Die Bestimmung über die Einwilligung in ärztliche Untersuchungen, Heilbehandlungen oder Eingriffe wird auf Angehörige ausgeweitet, wenn es keinen Ehepartner gibt, der mit dem Verhinderten zusammenlebt, wobei Kinder den Vorrang vor Eltern haben, die Erklärung eines Kindes genügt, der Widerspruch eines anderen jedoch „beachtlich” bleibt.

Zwangsweise Zuführung zur ärztlichen Heilbehandlung (§ 1906a BGB)

Eine zwangsweise Zuführung eines Betreuten zur ambulanten ärztlichen Heilbehandlung durch den Betreuer ist nur zulässig, solange sie zum Wohl des Betreuten notwendig ist, weil

  • er aufgrund seiner Krankheit krankheitsuneinsichtig ist

  • die Gefahr besteht, dass er sich der notwendigen ambulanten ärztlichen Heilbehandlung entzieht.

Bei der Betrachtung des Textes des Entwurfs und seiner Begründung stellt man sich als Psychiater, der immer wieder mit den Problemen des geltenden Betreuungsrechts konfrontiert wird und zusammen mit den Gerichten versucht, Lösungen zu erarbeiten, die Frage, welchen fachlichen Rat sich die für den Gesetzentwurf Verantwortlichen geholt haben, oder ob es ihnen darauf ankam, möglichst ungehindert durch fachlichen Rat eigene Vorstellungen zu verwirklichen, um beispielsweise die unerwartet hohen Aufwendungen, die jetzt mit dem Betreuungsrecht verbunden sind, eindämmen zu können. Die Gesetzesvorlage erstaunt den Fachmann nämlich insofern, als der Regelungsbedarf anhand von Fallkonstellationen begründet wird, bei denen es bei genauer Betrachtung eigentlich keiner Neuregelung bedürfte, und als Neuregelungen eingeführt werden, die zumindest in der vorliegenden Form zu erheblichen Rechtsunsicherheiten, zu nachhaltigen persönlichen Konflikten und letztendlich zu einer bedeutsamen Schlechterstellung psychisch Kranker aber auch alter Menschen beitragen dürften.

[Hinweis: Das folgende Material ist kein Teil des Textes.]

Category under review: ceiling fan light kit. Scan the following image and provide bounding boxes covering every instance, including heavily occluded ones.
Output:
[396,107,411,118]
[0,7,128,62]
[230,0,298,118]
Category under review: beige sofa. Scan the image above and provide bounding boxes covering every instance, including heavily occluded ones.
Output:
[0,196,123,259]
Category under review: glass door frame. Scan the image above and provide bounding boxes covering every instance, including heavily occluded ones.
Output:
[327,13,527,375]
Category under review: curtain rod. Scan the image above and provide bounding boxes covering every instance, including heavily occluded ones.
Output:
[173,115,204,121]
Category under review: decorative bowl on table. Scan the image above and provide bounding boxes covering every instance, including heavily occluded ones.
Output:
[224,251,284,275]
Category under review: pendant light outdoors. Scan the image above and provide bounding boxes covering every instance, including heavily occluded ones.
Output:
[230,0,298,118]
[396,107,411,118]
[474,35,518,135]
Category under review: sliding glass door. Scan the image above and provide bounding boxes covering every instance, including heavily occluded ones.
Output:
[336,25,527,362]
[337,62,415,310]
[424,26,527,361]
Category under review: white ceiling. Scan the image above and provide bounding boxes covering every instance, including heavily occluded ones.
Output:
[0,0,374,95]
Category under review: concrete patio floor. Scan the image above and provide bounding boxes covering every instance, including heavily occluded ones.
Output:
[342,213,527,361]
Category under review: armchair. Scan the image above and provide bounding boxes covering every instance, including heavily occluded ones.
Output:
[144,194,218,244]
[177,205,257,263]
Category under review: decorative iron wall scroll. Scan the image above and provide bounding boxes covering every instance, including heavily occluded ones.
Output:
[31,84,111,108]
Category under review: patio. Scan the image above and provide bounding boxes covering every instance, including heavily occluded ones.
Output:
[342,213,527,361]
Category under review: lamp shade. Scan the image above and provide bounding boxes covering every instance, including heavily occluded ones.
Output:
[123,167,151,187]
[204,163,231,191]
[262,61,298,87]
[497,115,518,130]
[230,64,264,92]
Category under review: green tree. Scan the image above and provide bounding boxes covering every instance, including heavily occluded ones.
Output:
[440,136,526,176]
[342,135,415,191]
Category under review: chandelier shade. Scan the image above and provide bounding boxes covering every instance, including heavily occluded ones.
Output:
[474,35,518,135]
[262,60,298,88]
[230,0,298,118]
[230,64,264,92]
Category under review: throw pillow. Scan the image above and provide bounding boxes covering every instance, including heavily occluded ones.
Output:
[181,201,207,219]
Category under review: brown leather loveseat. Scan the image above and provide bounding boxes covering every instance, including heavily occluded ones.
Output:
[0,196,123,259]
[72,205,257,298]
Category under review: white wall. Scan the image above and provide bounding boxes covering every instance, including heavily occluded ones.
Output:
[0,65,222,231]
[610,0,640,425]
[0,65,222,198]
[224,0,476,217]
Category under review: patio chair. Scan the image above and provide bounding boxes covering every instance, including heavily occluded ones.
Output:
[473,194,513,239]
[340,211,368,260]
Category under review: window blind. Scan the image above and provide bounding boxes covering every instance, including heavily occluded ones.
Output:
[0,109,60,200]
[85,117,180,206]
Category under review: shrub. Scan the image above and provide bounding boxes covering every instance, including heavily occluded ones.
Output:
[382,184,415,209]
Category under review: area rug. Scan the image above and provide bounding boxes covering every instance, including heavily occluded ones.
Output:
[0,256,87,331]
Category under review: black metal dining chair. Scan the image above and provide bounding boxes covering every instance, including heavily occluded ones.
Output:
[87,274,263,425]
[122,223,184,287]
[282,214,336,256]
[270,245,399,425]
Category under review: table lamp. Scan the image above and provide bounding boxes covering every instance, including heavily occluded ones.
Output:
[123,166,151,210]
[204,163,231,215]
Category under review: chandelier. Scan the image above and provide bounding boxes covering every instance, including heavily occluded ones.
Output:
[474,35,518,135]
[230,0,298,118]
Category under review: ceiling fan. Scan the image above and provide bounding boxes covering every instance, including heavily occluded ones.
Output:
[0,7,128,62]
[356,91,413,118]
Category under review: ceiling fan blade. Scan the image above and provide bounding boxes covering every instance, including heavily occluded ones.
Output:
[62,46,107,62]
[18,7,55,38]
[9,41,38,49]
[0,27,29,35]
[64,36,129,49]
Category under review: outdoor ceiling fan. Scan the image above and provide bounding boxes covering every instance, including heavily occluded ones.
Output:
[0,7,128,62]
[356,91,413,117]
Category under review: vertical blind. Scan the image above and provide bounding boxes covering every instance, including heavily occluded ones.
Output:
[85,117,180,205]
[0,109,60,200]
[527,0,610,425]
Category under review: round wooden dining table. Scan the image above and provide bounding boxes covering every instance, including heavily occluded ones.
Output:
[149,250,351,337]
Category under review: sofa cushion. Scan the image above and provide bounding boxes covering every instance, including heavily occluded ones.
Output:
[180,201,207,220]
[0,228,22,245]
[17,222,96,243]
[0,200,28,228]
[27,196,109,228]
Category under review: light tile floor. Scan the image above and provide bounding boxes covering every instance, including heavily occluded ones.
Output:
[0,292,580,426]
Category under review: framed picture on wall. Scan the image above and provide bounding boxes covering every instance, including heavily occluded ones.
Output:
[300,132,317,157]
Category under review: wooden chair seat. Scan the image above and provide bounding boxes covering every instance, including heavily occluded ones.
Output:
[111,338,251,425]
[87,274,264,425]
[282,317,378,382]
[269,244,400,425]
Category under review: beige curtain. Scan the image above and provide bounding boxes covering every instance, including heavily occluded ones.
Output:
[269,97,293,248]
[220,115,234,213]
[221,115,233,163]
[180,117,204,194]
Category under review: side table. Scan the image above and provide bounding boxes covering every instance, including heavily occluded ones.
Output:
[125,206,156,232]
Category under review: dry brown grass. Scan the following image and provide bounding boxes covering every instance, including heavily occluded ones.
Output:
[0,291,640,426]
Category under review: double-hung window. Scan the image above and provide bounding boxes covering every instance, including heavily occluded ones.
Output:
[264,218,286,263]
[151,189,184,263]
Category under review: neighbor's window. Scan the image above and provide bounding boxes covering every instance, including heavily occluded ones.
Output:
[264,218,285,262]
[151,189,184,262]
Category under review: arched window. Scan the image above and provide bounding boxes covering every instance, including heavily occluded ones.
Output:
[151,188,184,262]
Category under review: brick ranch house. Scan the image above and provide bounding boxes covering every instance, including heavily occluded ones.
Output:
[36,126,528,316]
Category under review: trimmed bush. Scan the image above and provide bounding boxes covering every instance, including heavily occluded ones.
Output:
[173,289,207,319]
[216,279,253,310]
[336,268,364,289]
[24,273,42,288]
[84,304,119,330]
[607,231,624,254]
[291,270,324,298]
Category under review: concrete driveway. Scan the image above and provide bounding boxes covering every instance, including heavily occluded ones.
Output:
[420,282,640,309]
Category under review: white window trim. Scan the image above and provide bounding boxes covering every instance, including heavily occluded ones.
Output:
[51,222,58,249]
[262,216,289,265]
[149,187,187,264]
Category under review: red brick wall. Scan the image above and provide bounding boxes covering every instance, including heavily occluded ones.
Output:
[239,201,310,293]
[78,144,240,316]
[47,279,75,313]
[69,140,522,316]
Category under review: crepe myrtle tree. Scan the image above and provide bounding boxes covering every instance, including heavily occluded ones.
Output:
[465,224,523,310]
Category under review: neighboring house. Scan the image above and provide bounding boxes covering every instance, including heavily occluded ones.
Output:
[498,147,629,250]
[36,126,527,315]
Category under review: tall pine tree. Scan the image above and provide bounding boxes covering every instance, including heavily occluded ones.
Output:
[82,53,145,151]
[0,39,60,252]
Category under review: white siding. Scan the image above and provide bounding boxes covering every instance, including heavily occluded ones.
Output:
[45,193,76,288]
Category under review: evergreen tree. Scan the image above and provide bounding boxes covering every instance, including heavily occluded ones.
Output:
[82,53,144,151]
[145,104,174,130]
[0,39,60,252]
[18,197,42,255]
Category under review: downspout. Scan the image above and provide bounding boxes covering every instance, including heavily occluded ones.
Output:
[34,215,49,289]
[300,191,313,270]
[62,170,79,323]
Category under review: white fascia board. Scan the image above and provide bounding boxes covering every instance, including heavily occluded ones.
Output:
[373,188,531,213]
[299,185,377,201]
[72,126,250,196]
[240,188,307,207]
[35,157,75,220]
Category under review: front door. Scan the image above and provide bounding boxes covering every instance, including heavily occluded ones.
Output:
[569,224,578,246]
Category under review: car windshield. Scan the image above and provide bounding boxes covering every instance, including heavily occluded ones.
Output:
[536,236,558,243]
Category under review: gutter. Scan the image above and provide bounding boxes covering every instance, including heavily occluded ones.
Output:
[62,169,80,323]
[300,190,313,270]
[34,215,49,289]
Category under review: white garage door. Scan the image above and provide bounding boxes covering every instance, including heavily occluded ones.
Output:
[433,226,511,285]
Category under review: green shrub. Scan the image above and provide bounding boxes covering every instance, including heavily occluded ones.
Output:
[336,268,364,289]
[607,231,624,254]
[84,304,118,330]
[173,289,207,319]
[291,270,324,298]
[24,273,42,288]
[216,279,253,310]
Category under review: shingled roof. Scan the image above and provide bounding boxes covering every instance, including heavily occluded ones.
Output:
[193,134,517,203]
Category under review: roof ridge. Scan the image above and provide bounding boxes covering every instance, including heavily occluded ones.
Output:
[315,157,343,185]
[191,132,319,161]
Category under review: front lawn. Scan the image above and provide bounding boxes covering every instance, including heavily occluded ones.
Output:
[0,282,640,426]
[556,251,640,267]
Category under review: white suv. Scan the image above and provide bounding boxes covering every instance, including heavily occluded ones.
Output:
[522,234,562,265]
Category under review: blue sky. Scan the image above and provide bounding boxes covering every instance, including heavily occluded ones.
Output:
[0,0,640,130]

Das Fehlen fachlichen Rates zeigt sich an einigen, aber bedeutsamen Fehlern in der Begründung des Gesetzentwurfes und an einer einseitigen Interpretation der bisherigen Gesetzeslage, die für denjenigen, der seinerzeit (1990 bis 1992) an den Beratungen und an den Diskussionen mit Politikern und Betroffenen teilgenommen hat (N.N.), erstaunt. Die Fehler sind sowohl formaler als auch inhaltlicher Natur: so wird beispielsweise auf Seite 17 der Drucksache 15/2494 festgestellt, dass nach § 1896 BGB ein Betreuer nur bestellt werden dürfe, wenn der Betroffene auf Grund seiner psychischen Krankheit seinen Willen nicht frei bestimmen könne. Tatsächlich kann nach § 1896 BGB aber ein psychisch Kranker und sogar ein psychisch Gesunder aber körperlich Kranker seine Betreuung selbst beantragen, was wiederum nur Gültigkeit haben kann, wenn er in der Lage ist, seinen Willen frei zu bestimmen.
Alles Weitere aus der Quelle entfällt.